Ora, embora se possa atribuir boa parte dessas mortes à incúria dos próprios motoristas, que dirigem embriagados, acima da velocidade segura etc., é bem verdade que muitos dos acidentes são provocados pelas péssimas condições de operação de nossas estradas. Também nessa frente o governo federal não se tem desincumbido bem, preferindo optar por operações tapa-buracos às vésperas de eleições do que por uma ação estruturada voltada à recuperação das rodovias federais. A nomeação do ministro dos Transportes, por exemplo, não foi mencionada pelo presidente ao lado da Saúde como um caso em que a competência para gerir o setor seja mais importante do que a serventia para o toma-lá-dá-cá político, pois a brincadeira nessa seara poderia causar mortes.
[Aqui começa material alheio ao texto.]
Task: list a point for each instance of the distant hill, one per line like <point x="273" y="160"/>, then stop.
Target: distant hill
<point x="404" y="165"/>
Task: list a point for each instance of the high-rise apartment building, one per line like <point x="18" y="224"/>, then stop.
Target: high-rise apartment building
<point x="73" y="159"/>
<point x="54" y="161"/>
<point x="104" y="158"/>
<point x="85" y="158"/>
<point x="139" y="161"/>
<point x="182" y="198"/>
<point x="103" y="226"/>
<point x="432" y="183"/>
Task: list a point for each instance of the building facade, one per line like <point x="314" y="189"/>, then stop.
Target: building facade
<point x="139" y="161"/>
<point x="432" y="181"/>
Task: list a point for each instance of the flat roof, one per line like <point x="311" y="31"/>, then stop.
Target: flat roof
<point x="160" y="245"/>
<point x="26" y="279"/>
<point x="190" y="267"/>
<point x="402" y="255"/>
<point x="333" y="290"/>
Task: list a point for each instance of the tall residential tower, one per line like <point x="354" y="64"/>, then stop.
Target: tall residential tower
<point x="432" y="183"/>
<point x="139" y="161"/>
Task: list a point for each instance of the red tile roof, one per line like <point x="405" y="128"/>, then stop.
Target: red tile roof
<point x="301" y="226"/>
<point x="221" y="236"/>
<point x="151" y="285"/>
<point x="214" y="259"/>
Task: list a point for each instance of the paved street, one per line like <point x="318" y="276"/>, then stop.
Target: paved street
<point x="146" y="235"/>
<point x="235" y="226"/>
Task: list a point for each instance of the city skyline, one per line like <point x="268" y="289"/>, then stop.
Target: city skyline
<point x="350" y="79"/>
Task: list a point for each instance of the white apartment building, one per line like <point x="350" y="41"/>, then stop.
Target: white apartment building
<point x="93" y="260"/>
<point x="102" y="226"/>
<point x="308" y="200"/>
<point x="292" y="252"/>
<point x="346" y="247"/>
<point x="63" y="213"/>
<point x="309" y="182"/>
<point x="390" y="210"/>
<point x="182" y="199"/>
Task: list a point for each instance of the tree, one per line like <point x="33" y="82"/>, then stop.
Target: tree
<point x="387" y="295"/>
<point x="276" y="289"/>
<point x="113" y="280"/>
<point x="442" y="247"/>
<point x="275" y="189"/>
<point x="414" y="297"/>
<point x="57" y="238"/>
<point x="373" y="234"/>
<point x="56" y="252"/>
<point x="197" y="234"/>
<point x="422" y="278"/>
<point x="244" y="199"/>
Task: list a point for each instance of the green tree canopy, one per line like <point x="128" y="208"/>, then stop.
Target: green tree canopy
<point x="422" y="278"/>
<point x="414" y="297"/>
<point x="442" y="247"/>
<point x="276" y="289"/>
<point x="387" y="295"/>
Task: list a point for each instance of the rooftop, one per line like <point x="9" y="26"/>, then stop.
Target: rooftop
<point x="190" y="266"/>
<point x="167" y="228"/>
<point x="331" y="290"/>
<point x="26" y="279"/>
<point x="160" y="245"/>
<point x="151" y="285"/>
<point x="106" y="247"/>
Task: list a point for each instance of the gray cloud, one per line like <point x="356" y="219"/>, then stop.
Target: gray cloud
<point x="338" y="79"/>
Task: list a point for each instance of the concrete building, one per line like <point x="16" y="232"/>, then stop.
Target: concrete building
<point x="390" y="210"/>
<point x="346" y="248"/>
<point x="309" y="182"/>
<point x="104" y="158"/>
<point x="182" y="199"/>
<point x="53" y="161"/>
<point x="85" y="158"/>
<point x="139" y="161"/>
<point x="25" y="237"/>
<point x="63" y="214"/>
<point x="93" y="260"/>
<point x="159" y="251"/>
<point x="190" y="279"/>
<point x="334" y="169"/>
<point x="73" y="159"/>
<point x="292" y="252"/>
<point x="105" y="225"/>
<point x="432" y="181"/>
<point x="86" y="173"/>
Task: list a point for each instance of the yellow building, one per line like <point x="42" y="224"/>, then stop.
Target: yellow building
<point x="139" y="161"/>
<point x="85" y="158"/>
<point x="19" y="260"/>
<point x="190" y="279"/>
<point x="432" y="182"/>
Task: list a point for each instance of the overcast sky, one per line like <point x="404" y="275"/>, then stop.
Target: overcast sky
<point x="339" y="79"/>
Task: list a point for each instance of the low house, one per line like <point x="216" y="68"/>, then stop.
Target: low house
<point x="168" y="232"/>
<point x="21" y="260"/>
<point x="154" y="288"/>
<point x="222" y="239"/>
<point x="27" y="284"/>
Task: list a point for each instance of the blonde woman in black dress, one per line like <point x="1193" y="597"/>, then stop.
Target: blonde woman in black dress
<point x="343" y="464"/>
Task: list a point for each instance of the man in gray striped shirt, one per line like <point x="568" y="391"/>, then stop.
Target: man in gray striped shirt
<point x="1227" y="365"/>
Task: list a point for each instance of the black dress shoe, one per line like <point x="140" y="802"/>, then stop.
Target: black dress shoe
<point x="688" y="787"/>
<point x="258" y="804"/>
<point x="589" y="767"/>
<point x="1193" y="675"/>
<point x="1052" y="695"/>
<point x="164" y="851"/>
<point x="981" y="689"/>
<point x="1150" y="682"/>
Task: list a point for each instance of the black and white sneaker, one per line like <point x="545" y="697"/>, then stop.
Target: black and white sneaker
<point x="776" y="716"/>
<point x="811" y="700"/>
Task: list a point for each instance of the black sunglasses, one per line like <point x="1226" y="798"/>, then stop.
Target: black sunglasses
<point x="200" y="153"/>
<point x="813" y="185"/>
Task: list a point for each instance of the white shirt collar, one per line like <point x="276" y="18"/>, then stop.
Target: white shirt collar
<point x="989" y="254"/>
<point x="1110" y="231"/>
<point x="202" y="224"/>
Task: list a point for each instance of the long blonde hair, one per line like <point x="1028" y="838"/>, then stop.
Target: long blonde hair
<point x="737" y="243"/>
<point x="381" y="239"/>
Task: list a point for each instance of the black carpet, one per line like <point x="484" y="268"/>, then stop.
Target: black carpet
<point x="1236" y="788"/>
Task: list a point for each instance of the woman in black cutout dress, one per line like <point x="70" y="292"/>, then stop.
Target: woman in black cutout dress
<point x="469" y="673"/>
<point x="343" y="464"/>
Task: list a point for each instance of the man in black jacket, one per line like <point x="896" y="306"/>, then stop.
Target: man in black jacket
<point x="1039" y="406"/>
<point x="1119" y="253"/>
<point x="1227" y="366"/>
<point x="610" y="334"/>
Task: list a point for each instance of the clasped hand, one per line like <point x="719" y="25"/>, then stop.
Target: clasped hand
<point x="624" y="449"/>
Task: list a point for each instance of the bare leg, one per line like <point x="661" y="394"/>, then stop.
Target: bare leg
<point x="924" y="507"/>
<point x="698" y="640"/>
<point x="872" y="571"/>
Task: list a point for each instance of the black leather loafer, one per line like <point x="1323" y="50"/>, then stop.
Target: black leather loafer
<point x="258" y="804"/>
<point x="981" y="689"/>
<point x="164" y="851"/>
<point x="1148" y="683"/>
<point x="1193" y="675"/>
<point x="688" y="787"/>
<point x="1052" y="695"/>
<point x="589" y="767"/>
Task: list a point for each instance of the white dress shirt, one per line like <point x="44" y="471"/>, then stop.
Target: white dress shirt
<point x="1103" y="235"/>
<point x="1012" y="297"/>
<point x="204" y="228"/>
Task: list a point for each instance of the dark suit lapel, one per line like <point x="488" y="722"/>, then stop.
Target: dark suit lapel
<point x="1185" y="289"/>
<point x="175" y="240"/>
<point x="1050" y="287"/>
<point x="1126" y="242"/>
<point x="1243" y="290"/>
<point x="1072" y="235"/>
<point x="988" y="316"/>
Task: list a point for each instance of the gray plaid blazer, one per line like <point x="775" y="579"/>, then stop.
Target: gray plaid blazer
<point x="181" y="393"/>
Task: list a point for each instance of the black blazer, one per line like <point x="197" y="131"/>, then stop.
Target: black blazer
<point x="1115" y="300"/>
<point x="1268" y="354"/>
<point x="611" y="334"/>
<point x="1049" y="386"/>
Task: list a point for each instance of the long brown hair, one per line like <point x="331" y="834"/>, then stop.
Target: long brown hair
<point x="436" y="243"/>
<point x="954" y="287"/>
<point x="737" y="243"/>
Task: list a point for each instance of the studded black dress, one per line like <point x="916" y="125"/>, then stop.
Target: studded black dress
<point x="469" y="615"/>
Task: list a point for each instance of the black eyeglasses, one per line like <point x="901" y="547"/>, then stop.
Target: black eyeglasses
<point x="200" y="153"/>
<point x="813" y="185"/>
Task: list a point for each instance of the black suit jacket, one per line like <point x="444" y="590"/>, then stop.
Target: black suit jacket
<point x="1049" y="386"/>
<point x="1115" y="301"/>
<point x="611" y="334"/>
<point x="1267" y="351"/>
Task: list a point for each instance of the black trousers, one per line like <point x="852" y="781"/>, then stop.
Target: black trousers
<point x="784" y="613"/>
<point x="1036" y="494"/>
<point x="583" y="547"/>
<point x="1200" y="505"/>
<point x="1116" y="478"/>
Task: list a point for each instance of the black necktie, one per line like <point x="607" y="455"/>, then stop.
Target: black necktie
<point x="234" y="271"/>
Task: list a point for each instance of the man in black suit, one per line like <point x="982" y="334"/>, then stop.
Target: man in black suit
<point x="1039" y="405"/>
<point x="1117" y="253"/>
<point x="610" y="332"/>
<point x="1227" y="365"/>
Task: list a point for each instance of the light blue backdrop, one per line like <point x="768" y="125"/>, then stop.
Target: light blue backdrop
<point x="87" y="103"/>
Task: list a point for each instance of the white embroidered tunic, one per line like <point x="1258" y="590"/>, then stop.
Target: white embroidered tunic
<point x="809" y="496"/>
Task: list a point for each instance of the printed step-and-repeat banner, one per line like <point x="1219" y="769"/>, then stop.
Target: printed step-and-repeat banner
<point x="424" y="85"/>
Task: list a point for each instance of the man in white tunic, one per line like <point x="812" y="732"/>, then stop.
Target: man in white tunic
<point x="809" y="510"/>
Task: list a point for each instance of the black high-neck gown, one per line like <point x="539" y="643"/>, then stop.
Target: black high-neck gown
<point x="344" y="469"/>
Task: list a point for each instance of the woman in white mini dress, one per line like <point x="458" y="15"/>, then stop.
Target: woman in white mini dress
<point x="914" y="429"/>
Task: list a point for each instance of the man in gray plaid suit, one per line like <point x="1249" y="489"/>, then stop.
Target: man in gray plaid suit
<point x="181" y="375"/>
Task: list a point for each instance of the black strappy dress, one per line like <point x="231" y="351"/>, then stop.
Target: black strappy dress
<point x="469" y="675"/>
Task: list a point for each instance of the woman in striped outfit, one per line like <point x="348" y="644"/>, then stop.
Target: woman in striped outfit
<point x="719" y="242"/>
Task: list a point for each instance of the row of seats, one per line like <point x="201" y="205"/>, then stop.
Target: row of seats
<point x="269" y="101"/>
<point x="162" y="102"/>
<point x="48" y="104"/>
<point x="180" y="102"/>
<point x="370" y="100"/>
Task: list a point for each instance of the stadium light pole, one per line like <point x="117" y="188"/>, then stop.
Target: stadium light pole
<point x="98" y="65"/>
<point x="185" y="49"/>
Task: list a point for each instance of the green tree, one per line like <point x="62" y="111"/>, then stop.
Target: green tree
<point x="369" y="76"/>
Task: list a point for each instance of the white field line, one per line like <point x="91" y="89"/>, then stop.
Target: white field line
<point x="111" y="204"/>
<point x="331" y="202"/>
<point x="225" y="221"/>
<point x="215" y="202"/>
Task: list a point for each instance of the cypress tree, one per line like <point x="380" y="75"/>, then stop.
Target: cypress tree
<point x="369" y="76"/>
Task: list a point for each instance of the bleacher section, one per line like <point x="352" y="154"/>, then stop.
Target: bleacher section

Mas o fato é que causa, e em medida muito maior do que no caso do setor aéreo - ao menos por enquanto.
É importante mencionar aqui o setor rodoviário porque o governo federal optou, no início deste ano, por postergar a concessão de diversas rodovias federais sob a justificativa de que seria necessário minorar o custo dos pedágios. Curioso que o mesmo IPEA aponta que o custo dos acidentes em 2005 foi da ordem de R$ 24,6 bilhões - incluídos aí custos hospitalares, remoção e traslado de acidentados, além das perdas produtivas. Podemos perguntar o que sairia mais barato: gastar alguns centavos a mais na cancela do pedágio ou pagar o preço de milhares de mortes anuais? É claro que o governo pode alegar que precisa preocupar-se com a modicidade tarifária, mas tendo em vista o longo período em que as estradas já estão a requerer melhorias e a preocupação - antiga - do governo Lula em reduzir tarifas de pedágio, bem seria o caso de ter antecipado os estudos necessários a promover concessões menos onerosas para os usuários. Muitos destes certamente prefeririam pagar pedágios e trafegar em segurança o invés de terem de arriscar a vida e o patrimônio nas lastimáveis estradas federais brasileiras.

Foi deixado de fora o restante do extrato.